As for the Darrell Royal thing, come on! The Tulane University of Louisiana? Splitting hairs.
Here, split this ......

.
Royal's meaning/intent was very clear, and he wasn't wrong. He just didn't have a full homework check of the history of Tulane's name. His point was still accurate (even if we disagree with what he suggests we should do about athletics).

Noone thinks of Tulane as the University of Louisiana anymore. Partly because we don't advertise the full name and rarely use the old seal. Partly because we are now a private university (and have been for over a century). Partly because the state now has a University of Louisiana (two counting Monroe).....and while we are a better school than either of them, we are still a private university in a state that has a University of Louisiana in Lafayette.

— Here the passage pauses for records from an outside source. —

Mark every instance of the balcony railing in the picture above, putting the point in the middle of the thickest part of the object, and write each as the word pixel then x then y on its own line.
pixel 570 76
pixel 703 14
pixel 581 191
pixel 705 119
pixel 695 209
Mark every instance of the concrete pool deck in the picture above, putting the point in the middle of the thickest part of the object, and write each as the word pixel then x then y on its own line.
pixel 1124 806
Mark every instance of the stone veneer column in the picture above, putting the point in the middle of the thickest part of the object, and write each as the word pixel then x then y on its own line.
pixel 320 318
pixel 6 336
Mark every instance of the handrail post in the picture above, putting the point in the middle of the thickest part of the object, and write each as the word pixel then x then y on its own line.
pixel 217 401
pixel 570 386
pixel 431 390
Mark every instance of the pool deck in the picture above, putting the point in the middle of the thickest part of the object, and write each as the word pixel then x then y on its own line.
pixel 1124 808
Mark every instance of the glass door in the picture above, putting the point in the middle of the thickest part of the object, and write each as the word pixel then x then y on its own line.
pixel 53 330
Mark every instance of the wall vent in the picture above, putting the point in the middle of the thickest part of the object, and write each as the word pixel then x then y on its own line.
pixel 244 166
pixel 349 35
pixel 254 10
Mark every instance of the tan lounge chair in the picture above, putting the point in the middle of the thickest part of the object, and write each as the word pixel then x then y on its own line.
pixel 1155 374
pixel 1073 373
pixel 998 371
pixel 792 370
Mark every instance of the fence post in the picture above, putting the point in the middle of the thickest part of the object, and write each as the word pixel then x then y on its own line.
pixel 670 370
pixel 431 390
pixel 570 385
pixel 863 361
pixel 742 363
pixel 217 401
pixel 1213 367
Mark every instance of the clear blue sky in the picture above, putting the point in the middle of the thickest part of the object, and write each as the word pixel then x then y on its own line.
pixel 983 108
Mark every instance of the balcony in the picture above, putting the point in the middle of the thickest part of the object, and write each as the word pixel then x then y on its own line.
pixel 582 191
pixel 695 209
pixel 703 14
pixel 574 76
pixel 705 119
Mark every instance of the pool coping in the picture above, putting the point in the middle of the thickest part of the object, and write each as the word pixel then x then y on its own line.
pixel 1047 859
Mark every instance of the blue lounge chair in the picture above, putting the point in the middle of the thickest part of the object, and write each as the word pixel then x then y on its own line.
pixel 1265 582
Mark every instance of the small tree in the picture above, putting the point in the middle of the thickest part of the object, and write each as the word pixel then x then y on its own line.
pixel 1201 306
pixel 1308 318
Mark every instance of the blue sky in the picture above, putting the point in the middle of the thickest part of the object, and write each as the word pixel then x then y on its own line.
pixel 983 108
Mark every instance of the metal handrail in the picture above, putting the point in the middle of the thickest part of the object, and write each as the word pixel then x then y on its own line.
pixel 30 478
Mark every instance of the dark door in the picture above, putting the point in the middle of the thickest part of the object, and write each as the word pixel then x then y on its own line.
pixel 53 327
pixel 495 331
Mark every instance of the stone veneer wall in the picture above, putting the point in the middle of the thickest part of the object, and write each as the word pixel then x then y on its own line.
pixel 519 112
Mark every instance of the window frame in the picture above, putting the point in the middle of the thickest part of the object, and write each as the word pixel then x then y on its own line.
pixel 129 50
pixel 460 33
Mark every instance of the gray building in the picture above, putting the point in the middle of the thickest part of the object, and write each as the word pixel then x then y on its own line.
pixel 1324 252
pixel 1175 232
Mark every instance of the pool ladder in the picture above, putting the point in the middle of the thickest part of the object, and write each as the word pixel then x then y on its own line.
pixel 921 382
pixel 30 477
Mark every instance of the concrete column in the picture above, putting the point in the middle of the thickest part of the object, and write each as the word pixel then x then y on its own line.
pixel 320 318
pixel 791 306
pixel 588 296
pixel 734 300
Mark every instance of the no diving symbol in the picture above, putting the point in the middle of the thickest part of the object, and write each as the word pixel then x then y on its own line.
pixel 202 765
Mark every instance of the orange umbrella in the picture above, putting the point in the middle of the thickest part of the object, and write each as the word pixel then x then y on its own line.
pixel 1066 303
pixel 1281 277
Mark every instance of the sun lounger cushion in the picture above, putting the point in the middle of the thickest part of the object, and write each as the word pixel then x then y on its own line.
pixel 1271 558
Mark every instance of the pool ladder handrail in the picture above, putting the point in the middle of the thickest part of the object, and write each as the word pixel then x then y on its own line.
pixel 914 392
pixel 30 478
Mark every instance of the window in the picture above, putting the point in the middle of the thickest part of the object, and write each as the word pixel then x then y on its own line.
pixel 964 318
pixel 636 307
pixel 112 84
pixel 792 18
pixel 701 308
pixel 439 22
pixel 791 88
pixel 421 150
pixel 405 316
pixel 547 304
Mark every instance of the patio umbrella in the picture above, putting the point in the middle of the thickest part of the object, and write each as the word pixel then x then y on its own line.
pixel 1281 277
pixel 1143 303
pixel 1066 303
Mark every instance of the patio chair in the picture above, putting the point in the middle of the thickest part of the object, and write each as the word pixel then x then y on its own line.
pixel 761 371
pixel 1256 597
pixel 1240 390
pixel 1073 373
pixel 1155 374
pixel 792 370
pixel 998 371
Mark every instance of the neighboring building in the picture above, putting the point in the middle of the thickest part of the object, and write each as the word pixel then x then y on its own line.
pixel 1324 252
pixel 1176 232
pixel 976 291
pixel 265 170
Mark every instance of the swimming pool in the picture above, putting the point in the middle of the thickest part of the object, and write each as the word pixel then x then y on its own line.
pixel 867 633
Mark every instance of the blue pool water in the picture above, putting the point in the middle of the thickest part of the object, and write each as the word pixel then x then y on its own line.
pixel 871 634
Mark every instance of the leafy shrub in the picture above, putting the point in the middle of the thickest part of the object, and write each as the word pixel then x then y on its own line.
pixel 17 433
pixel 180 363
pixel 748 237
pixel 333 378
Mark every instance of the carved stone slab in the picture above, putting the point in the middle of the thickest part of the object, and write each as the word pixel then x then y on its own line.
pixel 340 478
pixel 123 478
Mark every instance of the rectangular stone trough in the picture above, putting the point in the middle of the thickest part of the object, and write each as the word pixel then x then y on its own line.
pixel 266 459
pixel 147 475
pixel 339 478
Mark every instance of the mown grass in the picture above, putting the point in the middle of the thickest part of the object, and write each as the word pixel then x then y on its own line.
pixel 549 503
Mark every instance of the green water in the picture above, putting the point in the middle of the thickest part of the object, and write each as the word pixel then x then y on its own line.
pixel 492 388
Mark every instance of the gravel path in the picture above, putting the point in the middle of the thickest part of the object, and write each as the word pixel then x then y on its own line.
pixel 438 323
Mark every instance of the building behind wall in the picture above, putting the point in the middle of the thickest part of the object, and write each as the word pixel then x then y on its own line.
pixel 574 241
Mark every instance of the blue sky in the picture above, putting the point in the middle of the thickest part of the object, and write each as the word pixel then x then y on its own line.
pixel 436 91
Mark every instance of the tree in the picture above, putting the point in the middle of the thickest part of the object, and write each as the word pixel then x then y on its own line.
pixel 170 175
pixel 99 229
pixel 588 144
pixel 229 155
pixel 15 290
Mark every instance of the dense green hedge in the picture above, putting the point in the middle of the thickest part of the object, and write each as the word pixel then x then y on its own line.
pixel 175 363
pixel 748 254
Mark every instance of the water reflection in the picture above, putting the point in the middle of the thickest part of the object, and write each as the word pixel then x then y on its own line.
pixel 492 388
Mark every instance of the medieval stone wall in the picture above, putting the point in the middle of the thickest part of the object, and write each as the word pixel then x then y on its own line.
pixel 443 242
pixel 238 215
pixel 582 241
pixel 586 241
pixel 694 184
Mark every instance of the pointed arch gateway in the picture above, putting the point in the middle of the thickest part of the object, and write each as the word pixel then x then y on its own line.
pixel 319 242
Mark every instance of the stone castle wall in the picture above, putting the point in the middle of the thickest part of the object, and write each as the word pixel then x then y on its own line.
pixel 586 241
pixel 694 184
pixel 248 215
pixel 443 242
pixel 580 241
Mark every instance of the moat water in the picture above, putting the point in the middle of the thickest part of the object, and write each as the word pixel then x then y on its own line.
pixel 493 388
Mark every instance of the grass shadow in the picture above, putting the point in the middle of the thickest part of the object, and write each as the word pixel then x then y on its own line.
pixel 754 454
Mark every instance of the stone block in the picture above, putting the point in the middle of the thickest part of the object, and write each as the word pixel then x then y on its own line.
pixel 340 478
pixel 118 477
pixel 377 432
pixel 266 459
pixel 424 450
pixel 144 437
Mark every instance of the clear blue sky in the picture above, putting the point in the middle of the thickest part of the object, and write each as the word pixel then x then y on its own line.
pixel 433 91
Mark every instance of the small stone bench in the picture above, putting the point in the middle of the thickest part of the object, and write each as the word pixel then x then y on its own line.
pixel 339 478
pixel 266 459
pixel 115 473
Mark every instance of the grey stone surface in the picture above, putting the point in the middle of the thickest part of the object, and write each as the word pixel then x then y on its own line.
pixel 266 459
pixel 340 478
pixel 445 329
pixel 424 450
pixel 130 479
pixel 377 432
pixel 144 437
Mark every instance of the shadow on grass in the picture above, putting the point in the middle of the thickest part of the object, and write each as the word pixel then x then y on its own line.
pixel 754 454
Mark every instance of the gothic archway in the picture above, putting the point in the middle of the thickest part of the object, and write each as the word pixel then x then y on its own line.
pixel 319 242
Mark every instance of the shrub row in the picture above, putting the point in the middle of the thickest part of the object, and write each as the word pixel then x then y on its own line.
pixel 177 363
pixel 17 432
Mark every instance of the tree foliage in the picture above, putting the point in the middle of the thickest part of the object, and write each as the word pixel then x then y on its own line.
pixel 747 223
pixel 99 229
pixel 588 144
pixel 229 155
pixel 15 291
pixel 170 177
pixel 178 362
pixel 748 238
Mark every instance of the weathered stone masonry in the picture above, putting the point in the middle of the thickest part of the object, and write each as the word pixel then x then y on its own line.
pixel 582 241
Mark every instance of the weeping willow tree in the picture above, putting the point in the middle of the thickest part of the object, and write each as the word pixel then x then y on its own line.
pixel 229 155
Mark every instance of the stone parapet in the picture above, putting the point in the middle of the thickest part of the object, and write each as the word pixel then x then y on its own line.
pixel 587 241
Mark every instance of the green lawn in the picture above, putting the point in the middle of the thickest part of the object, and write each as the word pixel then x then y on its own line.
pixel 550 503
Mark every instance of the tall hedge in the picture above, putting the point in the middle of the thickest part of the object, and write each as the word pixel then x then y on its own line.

Personally, I like "Tulane University of Louisiana" (and even "The Tulane University of Louisiana") because it more directly links us to where we are, and makes us sound more local. We should use it more. But it still doesn't make us "The University of Louisiana" in the way that Royal means.

That said, to contradict Royal, the "University of Miami" has seemed to do just fine in athletics. So has Stanford (even if only lately) and Duke (even if not in football). Notre Dame? Rice in baseball? Clemson? Success can happen, it just takes commitment. And we've never had that. At least not for an extended period of time. Will we now? Time will tell.
Clemson is public. Was Royal trying a cute way of saying public vs. private?